FC2ブログ

若気の至り

4246.jpgイボタガBrahmaea japonica。茨城にて。

幼虫は珍奇な姿で有名な割に、なかなか見かける機会がない。魔物っぽくて禍々しい雰囲気がいいのに、老齢幼虫になるとカドが取れて随分丸くなってしまう。

4231.jpgイカリモンガPterodecta felderi。茨城にて。

下手な蝶より蝶らしい。

4230.jpg端正な模様のガ。茨城にて。

スジケンモンらしい。

4225.jpgオカモトトゲエダシャクApochima juglansiaria。茨城にて。

鳥の糞じみた風貌の尺取虫。成虫はジェット機みたいな姿のカッコいい蛾で、年一回春先にだけ出現する。近所にモノ自体は生息しているのだが、いい街灯がないので成虫を拝めない。
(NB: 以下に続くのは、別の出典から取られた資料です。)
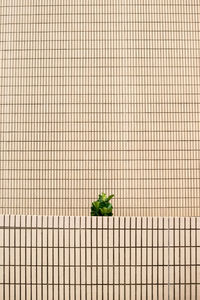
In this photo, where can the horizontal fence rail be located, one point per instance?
(76, 258)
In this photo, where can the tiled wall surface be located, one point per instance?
(78, 258)
(100, 96)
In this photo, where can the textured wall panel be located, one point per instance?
(117, 258)
(100, 96)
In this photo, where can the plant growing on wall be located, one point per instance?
(102, 206)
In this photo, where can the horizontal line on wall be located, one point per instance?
(60, 266)
(180, 199)
(104, 150)
(82, 13)
(93, 188)
(99, 179)
(103, 5)
(97, 131)
(107, 22)
(96, 94)
(29, 40)
(94, 67)
(104, 141)
(55, 103)
(99, 284)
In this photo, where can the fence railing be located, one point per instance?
(43, 257)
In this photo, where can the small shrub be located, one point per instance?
(102, 206)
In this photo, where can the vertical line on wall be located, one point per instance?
(64, 261)
(9, 258)
(179, 258)
(190, 247)
(185, 258)
(136, 258)
(196, 278)
(25, 250)
(141, 262)
(15, 262)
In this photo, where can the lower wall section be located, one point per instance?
(99, 258)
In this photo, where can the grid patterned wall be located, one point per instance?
(100, 96)
(99, 258)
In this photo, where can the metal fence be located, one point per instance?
(115, 258)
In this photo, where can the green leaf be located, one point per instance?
(110, 197)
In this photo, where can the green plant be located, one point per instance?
(102, 206)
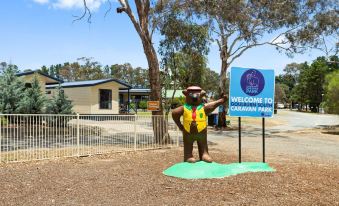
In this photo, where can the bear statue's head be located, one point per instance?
(194, 95)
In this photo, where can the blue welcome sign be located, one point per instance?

4201.jpgアゲハチョウPapilio xuthus。茨城にて。

アゲハの仲間は季節により、形態が変化する種が幾つかいる。春型は小型で迫力に欠けるが、色彩にメリハリがある。夏型は巨大だが、春型よりも色彩がくすんで大味な雰囲気。やはり春型が美しい。どこにでもいる蝶だが、世界的に見ればほぼ東アジアの特産種であることを考えると、結構貴重な生物に思えてくる。

地べたに止まって、日光浴を兼ねた吸水をしている最中。春先、アゲハのみならずギフチョウの類も午前中は地べたに止まって体温を上げる。蝶の撮影マニア連中の間では、ギフチョウは地べたにただ何の能もなく止まっているよりは、カタクリの花に来ている姿の方が写真的に価値があるらしい。しかし、俺は個人的にカタクリに来ているギフチョウよりも地ベタリアンのギフチョウの方が、人生の中で遥かに見覚えがあるため、それを撮影する方を好む。地べたにいる姿だって、自然本来の姿なのだから、どちらの姿を撮影する方が優れているということもあるまい。

以前、鳥を撮影する人から聞いた話だが、鳥撮影マニアの間では、川にダイブして魚を捕るヤマセミの写真に「格付け」が存在するらしい。アブラハヤみたいな小魚を捕らえた写真は下の下で、アユになると品格が上がり、最上級はイワナだという。事実ならば心底バカバカしい。鳥が何食ってようが、ありのままの自然の姿なら何だっていいだろ。
むしろ、意図的にアユやらイワナやらを食う写真撮りたさに、鳥に餌付けするだの本来その川にいない魚を放つだのの行為のほうが、よほど有害だ。そんなことまでして、鳥の写真なんて撮るものではない。そこまで落ちぶれた写真家になど、なりたくないものだ。